Re: pg_upgrade's interaction with pg_resetwal seems confusing
On Thu, Oct 12, 2023 at 7:17 AM Amit Kapila wrote: > Now, as mentioned in the first paragraph, it seems we anyway don't > need to reset the WAL at the end when setting the next OID for the new > cluster with the -o option. If that is true, then I think even without > slots work it will be helpful to have such an option in pg_resetwal. > > Thoughts? I wonder if we should instead provide a way to reset the OID counter with a function call inside the database, gated by IsBinaryUpgrade.
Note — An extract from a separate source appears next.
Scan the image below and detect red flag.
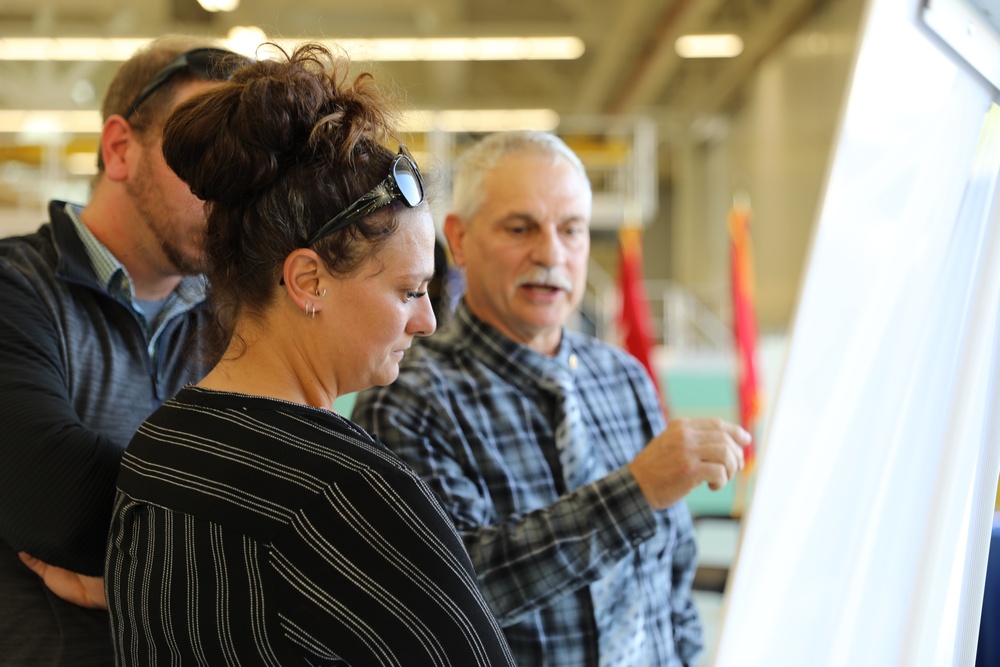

Having something like pg_resetwal --but-dont-actually-reset-the-wal seems both self-contradictory and vulnerable to abuse that we might be better off not inviting. -- Robert Haas EDB: http://www.enterprisedb.com
Re: pg_upgrade's interaction with pg_resetwal seems confusing
On Fri, Oct 13, 2023 at 12:00 AM Robert Haas wrote: > > On Thu, Oct 12, 2023 at 7:17 AM Amit Kapila wrote: > > Now, as mentioned in the first paragraph, it seems we anyway don't > > need to reset the WAL at the end when setting the next OID for the new > > cluster with the -o option. If that is true, then I think even without > > slots work it will be helpful to have such an option in pg_resetwal. > > > > Thoughts? > > I wonder if we should instead provide a way to reset the OID counter > with a function call inside the database, gated by IsBinaryUpgrade. > I think the challenge in doing so would be that when the server is running, a concurrent checkpoint can also update the OID counter value in the control file. See below code: CreateCheckPoint() { ... LWLockAcquire(OidGenLock, LW_SHARED); checkPoint.nextOid = ShmemVariableCache->nextOid; if (!shutdown) checkPoint.nextOid += ShmemVariableCache->oidCount; LWLockRelease(OidGenLock); ... UpdateControlFile() ... } Now, we can try to pass some startup options like checkpoint_timeout with a large value to ensure that checkpoint won't interfere but not sure if that would be bulletproof. Instead, how about allowing pg_upgrade to update the control file of the new cluster (with the required value of OID) following the same method as pg_resetwal does in RewriteControlFile()? > Having something like pg_resetwal --but-dont-actually-reset-the-wal > seems both self-contradictory and vulnerable to abuse that we might be > better off not inviting. > Fair point. -- With Regards, Amit Kapila.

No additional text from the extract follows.